The company’s new clientele has led to the hiring of young Zhangming Shi, who serves as a link with China, where he is constantly traveling. “There they appreciate the bone more than the meat,” he explains, adding that they use them for soups, later sucking out the precious marrow with a straw. A kilogram of thigh bone, for instance, sells there for just under a euro, but in Spain it would be thrown out.
The advantages for foreign trade are obvious, but there is also no shortage of risks. According to the sector, the main one is the fear that a health scare at one factory could tarnish the reputation of the whole country’s produce and close off the Chinese market to Spanish pork.
In China there is a lack of trust in local products, which is why the middle class is interested in imported goods” Jaime Palafox of the FIAB food industries federation
Then there is politics. Any breakdown in Spanish-Chinese relations would be fatal for Spanish pork producers. They suffered a scare last year when the Spanish High Court issued an international arrest warrant for former Chinese president Jiang Zemin and ex-prime minister Li Peng on charges of genocide, torture and war crimes in Tibet. The ensuing diplomatic crisis prompted the Popular Party government to push through an express reform of Spain’s universal justice law.
“Our exports to China haven’t stopped growing, but in no case do we want them to reach 50 percent of our production,” says Federico Beltrán, president of Famadesa, another major Málaga pork producer. “It’s not good to put all your eggs in one basket.”
Beltrán’s firm has just invested €5 million in adapting its installations to meet Asian demand, including building a giant deep-freeze warehouse.
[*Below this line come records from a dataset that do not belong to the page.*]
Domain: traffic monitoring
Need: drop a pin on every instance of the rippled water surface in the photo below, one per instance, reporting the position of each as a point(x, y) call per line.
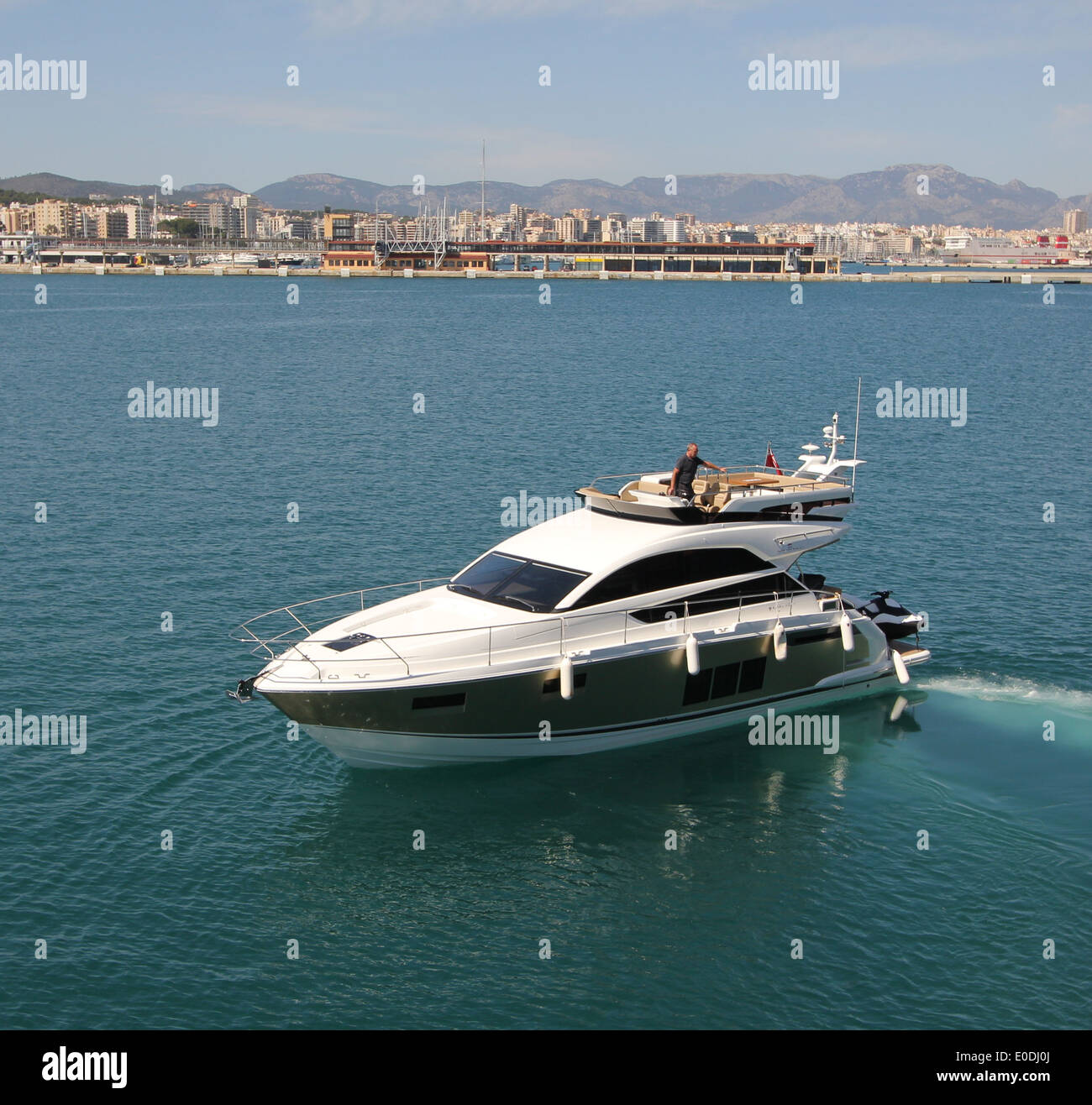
point(276, 840)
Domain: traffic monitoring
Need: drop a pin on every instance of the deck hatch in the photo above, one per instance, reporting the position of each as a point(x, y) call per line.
point(349, 642)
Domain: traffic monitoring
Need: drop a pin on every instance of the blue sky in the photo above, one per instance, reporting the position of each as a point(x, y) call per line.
point(644, 87)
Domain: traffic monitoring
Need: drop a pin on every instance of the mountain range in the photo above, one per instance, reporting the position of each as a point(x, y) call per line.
point(891, 195)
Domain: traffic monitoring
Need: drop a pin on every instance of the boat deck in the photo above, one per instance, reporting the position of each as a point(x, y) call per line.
point(713, 492)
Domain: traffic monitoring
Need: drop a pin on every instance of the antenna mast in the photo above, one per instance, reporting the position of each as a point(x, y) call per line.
point(857, 427)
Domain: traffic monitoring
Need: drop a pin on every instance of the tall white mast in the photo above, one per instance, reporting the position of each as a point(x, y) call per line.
point(857, 427)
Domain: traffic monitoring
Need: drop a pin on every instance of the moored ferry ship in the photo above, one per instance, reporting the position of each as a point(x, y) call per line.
point(640, 616)
point(970, 250)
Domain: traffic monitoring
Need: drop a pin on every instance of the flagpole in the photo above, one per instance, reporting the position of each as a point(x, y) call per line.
point(857, 427)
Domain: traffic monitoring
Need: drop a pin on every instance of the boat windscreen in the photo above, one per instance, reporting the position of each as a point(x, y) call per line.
point(517, 583)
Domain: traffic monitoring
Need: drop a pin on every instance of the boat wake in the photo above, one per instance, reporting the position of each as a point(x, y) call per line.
point(1011, 689)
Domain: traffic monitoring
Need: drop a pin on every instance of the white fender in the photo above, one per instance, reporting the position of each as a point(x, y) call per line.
point(847, 628)
point(900, 667)
point(566, 678)
point(780, 646)
point(693, 660)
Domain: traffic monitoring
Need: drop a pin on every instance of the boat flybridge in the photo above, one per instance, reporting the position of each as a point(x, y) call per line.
point(637, 618)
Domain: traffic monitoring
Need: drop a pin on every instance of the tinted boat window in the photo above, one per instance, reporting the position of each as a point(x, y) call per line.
point(672, 569)
point(487, 573)
point(517, 583)
point(539, 584)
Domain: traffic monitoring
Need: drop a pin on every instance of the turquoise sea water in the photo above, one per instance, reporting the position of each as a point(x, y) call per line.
point(276, 841)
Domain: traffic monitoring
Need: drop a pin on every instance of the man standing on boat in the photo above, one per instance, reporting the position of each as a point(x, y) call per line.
point(682, 478)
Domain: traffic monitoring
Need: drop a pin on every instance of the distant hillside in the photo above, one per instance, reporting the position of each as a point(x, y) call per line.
point(886, 195)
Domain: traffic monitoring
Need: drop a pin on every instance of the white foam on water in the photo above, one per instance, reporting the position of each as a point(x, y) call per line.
point(1011, 689)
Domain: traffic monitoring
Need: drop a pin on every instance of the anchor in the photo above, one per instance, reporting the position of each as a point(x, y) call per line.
point(244, 691)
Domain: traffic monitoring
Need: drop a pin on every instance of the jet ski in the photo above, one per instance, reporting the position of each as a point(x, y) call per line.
point(895, 620)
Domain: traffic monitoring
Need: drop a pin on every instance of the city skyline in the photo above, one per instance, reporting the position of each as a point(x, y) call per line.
point(210, 100)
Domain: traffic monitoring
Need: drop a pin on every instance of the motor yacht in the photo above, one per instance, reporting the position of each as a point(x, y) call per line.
point(636, 618)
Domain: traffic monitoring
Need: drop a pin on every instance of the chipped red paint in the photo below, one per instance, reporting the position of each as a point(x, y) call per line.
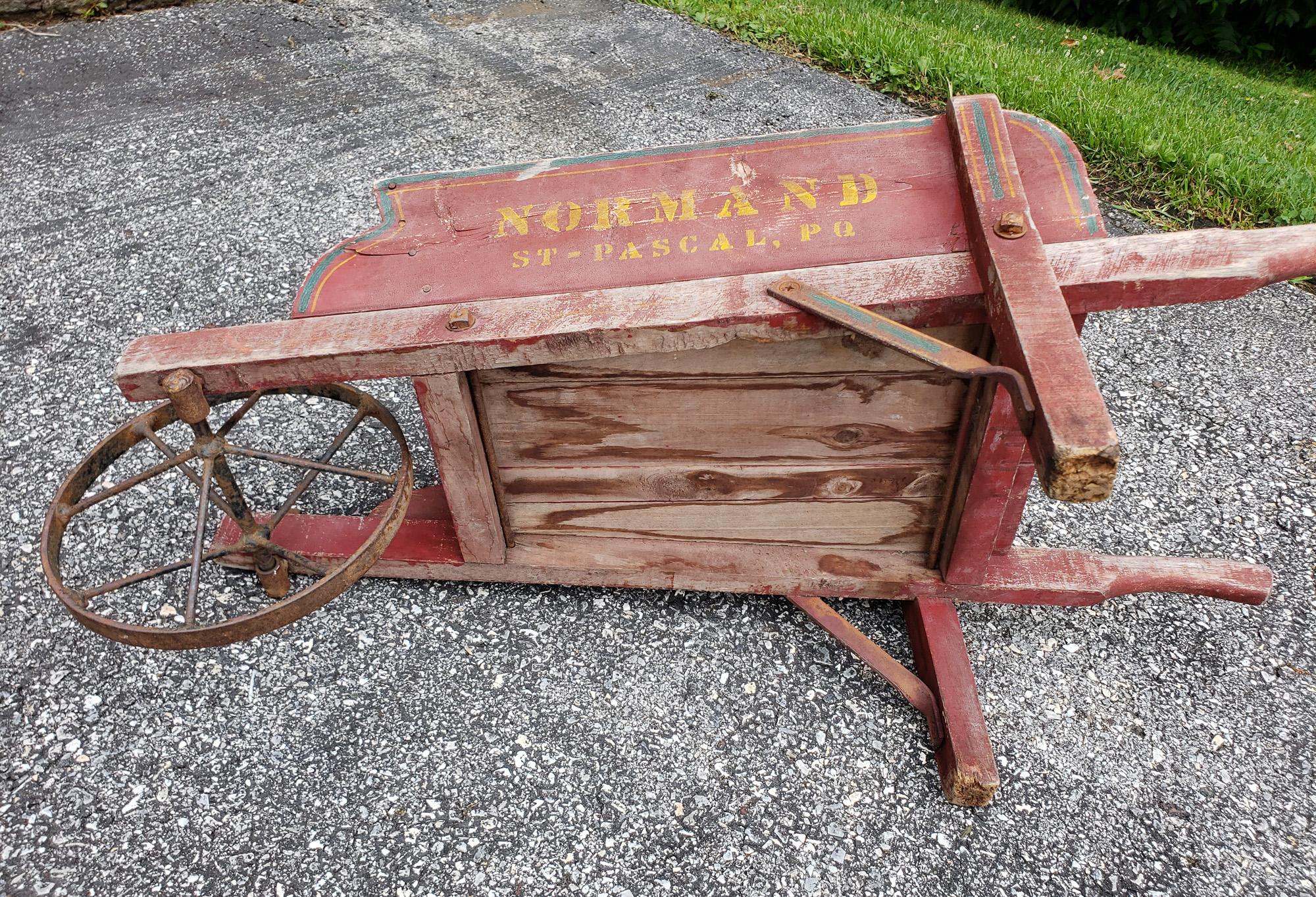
point(498, 241)
point(874, 191)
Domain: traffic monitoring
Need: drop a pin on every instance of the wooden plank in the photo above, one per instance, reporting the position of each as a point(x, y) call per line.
point(984, 488)
point(930, 291)
point(664, 215)
point(772, 420)
point(722, 482)
point(842, 354)
point(1073, 440)
point(965, 761)
point(426, 549)
point(893, 524)
point(449, 413)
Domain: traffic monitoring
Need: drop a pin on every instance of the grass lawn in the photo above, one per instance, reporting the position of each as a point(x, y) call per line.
point(1171, 136)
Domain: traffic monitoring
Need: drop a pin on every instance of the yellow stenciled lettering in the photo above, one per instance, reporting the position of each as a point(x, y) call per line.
point(851, 190)
point(797, 191)
point(681, 209)
point(553, 217)
point(606, 208)
point(739, 201)
point(510, 216)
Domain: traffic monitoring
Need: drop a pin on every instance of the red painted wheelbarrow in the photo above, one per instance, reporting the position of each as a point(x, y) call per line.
point(817, 365)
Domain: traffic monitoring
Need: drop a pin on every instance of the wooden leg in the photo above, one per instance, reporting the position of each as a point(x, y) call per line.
point(968, 769)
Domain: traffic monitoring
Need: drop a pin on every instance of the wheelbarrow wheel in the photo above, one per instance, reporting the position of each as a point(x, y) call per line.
point(252, 549)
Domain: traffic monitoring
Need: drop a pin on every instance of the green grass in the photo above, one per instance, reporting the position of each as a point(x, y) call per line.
point(1175, 137)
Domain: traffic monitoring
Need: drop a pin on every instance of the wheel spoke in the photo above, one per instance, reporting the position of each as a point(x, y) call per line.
point(152, 574)
point(188, 471)
point(311, 475)
point(198, 544)
point(239, 415)
point(138, 479)
point(306, 462)
point(301, 559)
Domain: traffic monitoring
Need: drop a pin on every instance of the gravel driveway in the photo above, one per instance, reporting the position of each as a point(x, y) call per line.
point(174, 168)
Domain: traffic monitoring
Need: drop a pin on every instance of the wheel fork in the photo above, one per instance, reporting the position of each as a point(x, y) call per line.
point(186, 394)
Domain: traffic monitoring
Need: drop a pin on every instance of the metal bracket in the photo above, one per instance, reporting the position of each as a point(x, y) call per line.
point(909, 341)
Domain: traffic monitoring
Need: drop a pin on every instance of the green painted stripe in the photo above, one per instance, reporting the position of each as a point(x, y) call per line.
point(382, 187)
point(1061, 141)
point(899, 334)
point(993, 163)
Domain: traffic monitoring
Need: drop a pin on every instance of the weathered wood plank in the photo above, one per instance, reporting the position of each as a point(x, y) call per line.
point(984, 490)
point(1073, 440)
point(771, 420)
point(893, 524)
point(843, 354)
point(424, 549)
point(722, 482)
point(965, 759)
point(930, 291)
point(449, 413)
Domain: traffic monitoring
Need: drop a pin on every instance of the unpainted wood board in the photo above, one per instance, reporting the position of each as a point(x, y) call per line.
point(722, 483)
point(894, 524)
point(836, 354)
point(449, 413)
point(772, 420)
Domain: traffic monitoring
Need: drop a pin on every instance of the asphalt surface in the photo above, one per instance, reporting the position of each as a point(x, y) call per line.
point(182, 167)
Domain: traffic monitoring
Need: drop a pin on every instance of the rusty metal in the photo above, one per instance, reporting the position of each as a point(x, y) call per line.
point(913, 688)
point(1011, 225)
point(194, 579)
point(255, 542)
point(927, 349)
point(274, 579)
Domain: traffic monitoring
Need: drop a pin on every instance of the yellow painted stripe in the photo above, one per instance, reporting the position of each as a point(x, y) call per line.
point(967, 145)
point(1001, 154)
point(1060, 170)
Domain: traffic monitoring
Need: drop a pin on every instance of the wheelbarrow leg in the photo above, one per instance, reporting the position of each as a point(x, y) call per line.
point(965, 759)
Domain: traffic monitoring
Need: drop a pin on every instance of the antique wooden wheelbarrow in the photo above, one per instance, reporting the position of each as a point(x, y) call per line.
point(660, 369)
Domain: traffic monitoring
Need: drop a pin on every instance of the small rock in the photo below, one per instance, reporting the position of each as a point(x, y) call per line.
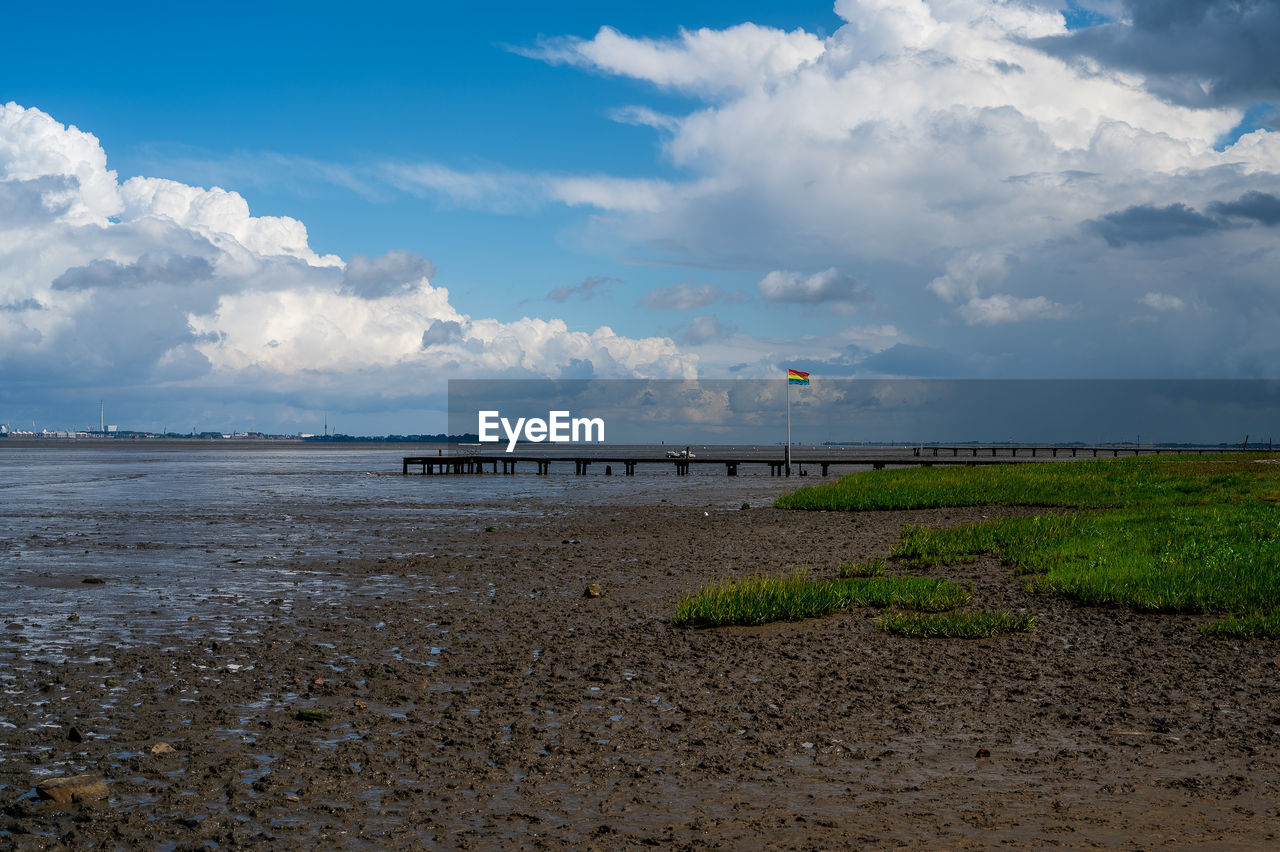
point(72, 788)
point(311, 715)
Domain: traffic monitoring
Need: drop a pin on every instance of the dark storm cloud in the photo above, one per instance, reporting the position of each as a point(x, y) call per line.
point(1226, 45)
point(149, 269)
point(1260, 206)
point(376, 276)
point(1147, 224)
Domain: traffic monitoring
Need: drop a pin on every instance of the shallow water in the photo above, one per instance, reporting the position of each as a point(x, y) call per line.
point(224, 535)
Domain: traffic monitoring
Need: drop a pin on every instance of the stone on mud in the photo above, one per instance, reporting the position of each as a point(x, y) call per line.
point(72, 788)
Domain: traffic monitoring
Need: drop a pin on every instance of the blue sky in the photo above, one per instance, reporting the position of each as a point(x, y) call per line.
point(958, 188)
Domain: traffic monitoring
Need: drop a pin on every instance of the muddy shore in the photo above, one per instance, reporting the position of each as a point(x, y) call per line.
point(470, 696)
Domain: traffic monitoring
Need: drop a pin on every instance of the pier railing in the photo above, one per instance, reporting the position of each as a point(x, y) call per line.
point(877, 459)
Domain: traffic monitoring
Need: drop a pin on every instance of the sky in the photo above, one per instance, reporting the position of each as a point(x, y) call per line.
point(274, 215)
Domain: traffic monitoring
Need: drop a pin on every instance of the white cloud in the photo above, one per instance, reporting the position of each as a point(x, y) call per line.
point(702, 329)
point(965, 275)
point(681, 297)
point(158, 282)
point(830, 285)
point(1162, 302)
point(704, 60)
point(1001, 307)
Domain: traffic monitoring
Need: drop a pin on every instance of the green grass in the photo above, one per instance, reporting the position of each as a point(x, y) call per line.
point(1159, 535)
point(790, 598)
point(961, 624)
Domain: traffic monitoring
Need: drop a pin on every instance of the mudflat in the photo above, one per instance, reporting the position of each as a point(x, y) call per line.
point(472, 695)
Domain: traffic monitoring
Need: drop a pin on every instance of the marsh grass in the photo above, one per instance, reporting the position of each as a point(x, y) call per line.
point(959, 624)
point(1151, 535)
point(762, 599)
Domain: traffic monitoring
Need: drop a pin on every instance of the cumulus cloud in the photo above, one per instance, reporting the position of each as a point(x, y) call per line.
point(830, 285)
point(1162, 302)
point(967, 146)
point(702, 329)
point(376, 276)
point(681, 297)
point(1001, 307)
point(705, 60)
point(168, 288)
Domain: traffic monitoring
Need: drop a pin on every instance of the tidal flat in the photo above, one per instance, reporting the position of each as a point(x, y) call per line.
point(442, 685)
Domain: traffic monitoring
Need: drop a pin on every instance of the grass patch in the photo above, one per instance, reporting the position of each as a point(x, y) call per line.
point(955, 624)
point(790, 598)
point(1159, 535)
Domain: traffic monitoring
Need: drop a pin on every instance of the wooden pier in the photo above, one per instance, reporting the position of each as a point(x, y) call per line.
point(877, 459)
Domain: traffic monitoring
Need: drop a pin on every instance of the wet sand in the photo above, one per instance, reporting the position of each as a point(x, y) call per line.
point(476, 699)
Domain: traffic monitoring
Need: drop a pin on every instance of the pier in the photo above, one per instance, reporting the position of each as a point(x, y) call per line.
point(929, 456)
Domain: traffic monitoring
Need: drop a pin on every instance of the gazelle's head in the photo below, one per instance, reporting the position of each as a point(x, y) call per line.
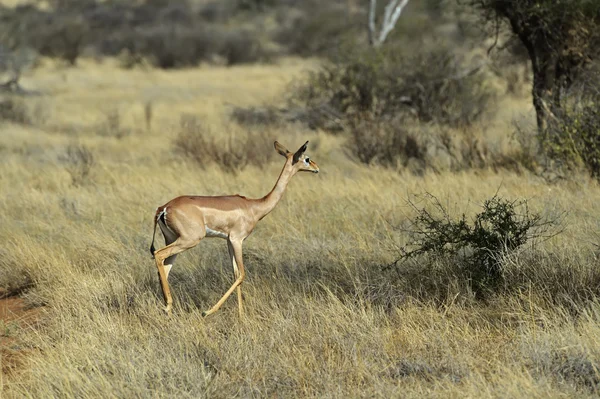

Here the idea of freezing only what is left over is a thing of the past. A sizeable proportion of the 4,500 pigs slaughtered each day at the firm is specifically destined for the deep freeze. “The market is demanding more and more frozen products. We sell between eight and 10 million kilos a year to China,” notes Beltrán, who doesn’t hide his amazement at the speed and magnitude of the changes his business is undergoing.